この類の話は以前も何度か言及したけれど、その状況に変わりがないどころか頻度が上がっているように見えるのは、やはり報道の質そのものが低下している、元々この質の程度だったのが暴露されやすくなっているのかなという気がするお話(当方もすべてのニュースを隅々まで精査しているわけじゃないからね)。挙句の果てに、これも別記事で言及しているれど、「是非とも皆で騒いでください」を意味する「物議を醸しそうだ」まで使われており、テンプレ式のバッシング目的な記事である事が多分にうかがえる。


さらに文中に参考例として挙げられている、2009年の麻生氏の「見下した」発言も、当時のやり取りを起こした議事録によって、そのような意図では無い、少なくとも報じられているような主旨では無いことが分かる。にもかかわらず、このように時事通信からして伝えているあたり、歴史はかくたるように捏造されていくのだなと実感させられる。

中には「編集されて、切り貼りされて悪意のあるように受け止められるような発言をするのが悪い」とする論説もある。それも間違いではないかなと思ったのだけど、よく考えてみると、編集を好き勝手に行い、語り手の主旨とは異なる伝え方を是認したことになるため、「ならば切り貼りのガイドラインはどこに? どの程度までならOKなの?」ということになる。極論として単語単語を切り貼りしてまったく別のことを語ったように伝えられても、「それを話したから悪い」ということになる。こんな理不尽なことはない。


2009年の話が出てきたので当時検証した2事案を挙げたけど、この類の記事は概してリソースを大量に消費するし、成果が得られない(記事化できない)事も多々あるので、手掛けるのに躊躇するだよね。しかもこういうものは本来、報道そのものがやるべきもの。でもそれに合えて手をつけていない。面倒なのが分かっているし、さらに自分達のお仲間を否定するのはできるだけ避けたいからだろう。相互不可侵的な。だからこそ、報道界隈は「反論されることがない」とたかをくくってやりたい放題やるのだろうな。かつて情報が一方向性のものだった時の習慣のままで動いている。

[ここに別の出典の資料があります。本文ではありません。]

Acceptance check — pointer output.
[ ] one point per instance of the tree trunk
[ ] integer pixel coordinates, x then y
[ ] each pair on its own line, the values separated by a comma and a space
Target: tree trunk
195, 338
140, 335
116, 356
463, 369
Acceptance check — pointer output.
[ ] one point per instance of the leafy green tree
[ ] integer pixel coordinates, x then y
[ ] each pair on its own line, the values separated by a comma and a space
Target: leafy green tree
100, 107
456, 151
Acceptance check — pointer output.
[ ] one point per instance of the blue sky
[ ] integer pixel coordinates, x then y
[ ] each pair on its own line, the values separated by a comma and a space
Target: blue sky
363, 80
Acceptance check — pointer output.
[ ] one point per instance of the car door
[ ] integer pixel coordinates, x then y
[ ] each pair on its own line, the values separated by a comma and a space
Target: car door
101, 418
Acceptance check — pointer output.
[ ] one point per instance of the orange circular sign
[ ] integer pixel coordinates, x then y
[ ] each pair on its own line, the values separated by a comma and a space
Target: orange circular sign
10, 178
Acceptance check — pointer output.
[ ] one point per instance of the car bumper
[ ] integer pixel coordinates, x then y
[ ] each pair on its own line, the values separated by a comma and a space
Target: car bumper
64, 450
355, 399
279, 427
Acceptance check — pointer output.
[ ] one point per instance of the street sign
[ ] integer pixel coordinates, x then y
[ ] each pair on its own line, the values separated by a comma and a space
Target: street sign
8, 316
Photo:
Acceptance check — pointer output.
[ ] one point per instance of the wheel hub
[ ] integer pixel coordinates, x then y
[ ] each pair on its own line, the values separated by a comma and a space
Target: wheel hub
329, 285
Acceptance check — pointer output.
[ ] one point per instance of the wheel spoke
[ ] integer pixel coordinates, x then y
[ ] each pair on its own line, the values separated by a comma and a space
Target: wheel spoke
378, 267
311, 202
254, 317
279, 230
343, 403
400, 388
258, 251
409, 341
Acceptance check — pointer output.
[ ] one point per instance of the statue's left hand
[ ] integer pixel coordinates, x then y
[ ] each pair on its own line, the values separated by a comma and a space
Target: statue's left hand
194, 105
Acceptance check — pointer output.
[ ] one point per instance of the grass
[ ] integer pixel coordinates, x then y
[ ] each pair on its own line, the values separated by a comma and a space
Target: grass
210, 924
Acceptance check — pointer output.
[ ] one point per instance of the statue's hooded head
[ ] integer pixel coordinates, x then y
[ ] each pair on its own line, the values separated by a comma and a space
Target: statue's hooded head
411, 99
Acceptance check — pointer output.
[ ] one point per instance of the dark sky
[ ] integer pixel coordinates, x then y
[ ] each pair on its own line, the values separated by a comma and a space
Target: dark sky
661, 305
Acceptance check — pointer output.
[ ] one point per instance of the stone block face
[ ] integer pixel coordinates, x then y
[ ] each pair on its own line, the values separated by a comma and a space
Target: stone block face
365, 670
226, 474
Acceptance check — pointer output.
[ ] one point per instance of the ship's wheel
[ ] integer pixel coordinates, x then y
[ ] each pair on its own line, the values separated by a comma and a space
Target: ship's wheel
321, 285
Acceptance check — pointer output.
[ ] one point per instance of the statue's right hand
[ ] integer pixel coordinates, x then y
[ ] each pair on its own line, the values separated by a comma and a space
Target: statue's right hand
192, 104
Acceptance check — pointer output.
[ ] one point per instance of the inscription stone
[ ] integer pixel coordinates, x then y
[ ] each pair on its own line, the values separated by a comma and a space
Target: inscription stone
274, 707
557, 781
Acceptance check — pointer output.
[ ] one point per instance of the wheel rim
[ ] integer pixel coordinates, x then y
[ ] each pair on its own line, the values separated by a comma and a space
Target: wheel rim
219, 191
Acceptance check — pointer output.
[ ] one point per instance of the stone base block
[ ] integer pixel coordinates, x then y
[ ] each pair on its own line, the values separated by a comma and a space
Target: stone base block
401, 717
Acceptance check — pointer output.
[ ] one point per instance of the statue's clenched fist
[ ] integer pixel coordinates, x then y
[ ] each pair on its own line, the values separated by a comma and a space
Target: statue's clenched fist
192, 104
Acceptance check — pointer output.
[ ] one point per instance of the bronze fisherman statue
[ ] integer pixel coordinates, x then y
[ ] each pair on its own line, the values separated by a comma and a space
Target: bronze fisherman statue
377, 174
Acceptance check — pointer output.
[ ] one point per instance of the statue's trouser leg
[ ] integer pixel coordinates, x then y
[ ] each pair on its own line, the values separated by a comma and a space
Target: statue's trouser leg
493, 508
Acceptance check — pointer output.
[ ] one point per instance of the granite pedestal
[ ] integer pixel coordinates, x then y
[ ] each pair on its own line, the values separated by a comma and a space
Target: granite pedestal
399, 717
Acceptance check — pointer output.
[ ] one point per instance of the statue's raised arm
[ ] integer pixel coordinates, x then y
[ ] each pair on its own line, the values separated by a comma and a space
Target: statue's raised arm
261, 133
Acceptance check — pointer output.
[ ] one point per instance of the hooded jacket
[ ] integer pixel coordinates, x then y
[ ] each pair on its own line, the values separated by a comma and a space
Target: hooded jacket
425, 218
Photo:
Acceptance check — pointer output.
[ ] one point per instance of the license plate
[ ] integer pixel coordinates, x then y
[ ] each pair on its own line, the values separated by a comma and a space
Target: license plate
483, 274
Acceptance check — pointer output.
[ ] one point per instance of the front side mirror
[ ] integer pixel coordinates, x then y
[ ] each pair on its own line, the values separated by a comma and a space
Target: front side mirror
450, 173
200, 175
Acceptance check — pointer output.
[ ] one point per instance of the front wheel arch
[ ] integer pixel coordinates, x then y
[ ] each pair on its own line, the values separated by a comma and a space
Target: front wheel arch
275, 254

もうすでに多くの報道で、さらに報道で無くてもネット界隈の情報でもそうなんだけど、一次ソースなり裏付けが取れていないモノは話半分とかネタ話とか、調査をする上でのきっかけとして使うのが一番確実で安心できる状況となっている。今件のような話でも、議事録なり前後も合わせた映像資料を突き詰めないと、報道の真偽が確認できない、そんな時代。

今件に限っても、実情を鑑みた上でこの発言を「放言」として非難の対象とし、周辺界隈に「騒ぐように」と煽り立てるようなレベルのものと報道が判断するのなら、各新聞社が毎日掲載する「社説」の内容は、毎日放言と評価しても、誰も否定はできないのではないのかな。その辺りをまずは、今回記事をしたためた時事通信の記者の方におうかがいしたいところではある。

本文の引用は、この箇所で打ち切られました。